Length of Stay (LoS) for in-hospital patients is a relevant indicator of efficiency in healthcare. Moreover, it is often related to the occurrence of hospital-acquired complications. In this work, we aim to explore time-to-event analysis for modelling LoS. We employed competing risk models (CR), as we considered two mutually exclusive outcomes: favorable discharge and deterioration. The explanatory variables included the patient’s sex, age, and longitudinal vital signs collected from a dataset comprising N=19,602 admissions. To address sparse measurements, we transformed longitudinal vital signs into cross-sectional statistics. Our approach involves data pre-processing, imputation of missing data, and variable selection. We proposed four types of CR models: Cause-specific Cox, Sub-distribution hazard, and two variants of Random Survival Forests, with both generalised Log-Rank test (cause-specific hazard estimates) and Gray’s test (cumulative incidences estimations) as node splitting rules.

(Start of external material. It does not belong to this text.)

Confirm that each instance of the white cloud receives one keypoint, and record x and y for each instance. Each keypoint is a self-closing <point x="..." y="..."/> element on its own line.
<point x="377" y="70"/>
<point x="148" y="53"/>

Performance in LoS CR models was evaluated over a time frame from 2 to 15 days. Additionally, we considered baselines with two well-established clinical early warning scores the National Early Warning Score (NEWS) and the Modified Early Warning Score (MEWS). The best model was Random Survival Forest using Gray’s test split, with Integrated Brier Score[×100] of 0.386, C-Index above 99%, and Brier Score below 0.006, along the entire time frame. Employing cross-sectional statistics derived from vital signs, along with rigorous data pre-processing, outperformed the degree of correctness of modelling LoS, compared to NEWS and MEWS.

Suggested Citation

  • Juan Carlos Espinosa-Moreno & Fernando García-García & Naia Mas-Bilbao & Susana García-Gutiérrez & María José Legarreta-Olabarrieta & Dae-Jin Lee, 2025. "Modelling in-hospital length of stay: A comparison of linear and ensemble models for competing risk analysis," PLOS ONE, Public Library of Science, vol. 20(8), pages 1-25, August.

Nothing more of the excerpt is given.